There’s been a lot of buzz about Pownce, the new "way to send stuff to your friends". The most insightful thoughts are here, the declaration that "Pownce is competing with 37Signals, not Twitter!".
Without getting into an overly-typed manifesto, the most useful thing you can do when thinking about Pownce and other social networking applications is to be generic rather than specific.
Go from "send cat pics from dorm room in New Haven to mom in Dallas" to "send any file to anyone from anywhere". That way it’s a short step into "send updated machine maintenance report from factory in Korea to corporate headquarters in Oklahoma". Suddenly it’s not silly anymore.
Any application that has pop-culture popularity also has enterprise utility. Way beyond "blogs for business".
So anyway I’ve been sitting on Pownce for a while (thanks, Paul!), trying to figure out how to use it. I use Twitter for my NYT Anonymity Project (explication) rather than micro-updates on how my day’s going. Again, taking it from the personal (which I’ve actually grown to appreciate, because you can gain insight into friends & acquaintances, leading to more intimacy and connection w/ hardly any work) to the generic (RSS feed for things that get updated) and then back to the specific for a more useful utility (show all reasons why anonymity was granted to a source in the NYT).
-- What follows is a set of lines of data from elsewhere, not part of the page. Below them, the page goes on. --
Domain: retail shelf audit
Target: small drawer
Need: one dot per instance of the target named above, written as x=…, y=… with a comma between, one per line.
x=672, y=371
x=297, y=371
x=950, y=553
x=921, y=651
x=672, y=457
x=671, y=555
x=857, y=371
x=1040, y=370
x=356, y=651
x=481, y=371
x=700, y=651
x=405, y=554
It’s the file sharing feature of Pownce that is most appealing to me. For the last couple years I’ve kept a PDF collection on my desktop. A few times per month a really important document is published that is best viewed (or only available) in its native format– the National Intelligence Estimate, the Family Secrets Indictment, stuff like that. I download these documents and save them so I can get at them later.
So there you have it– Pownce is now my online PDF Collection, where you can be up-to-date on all the latest info in your least favorite portable document format.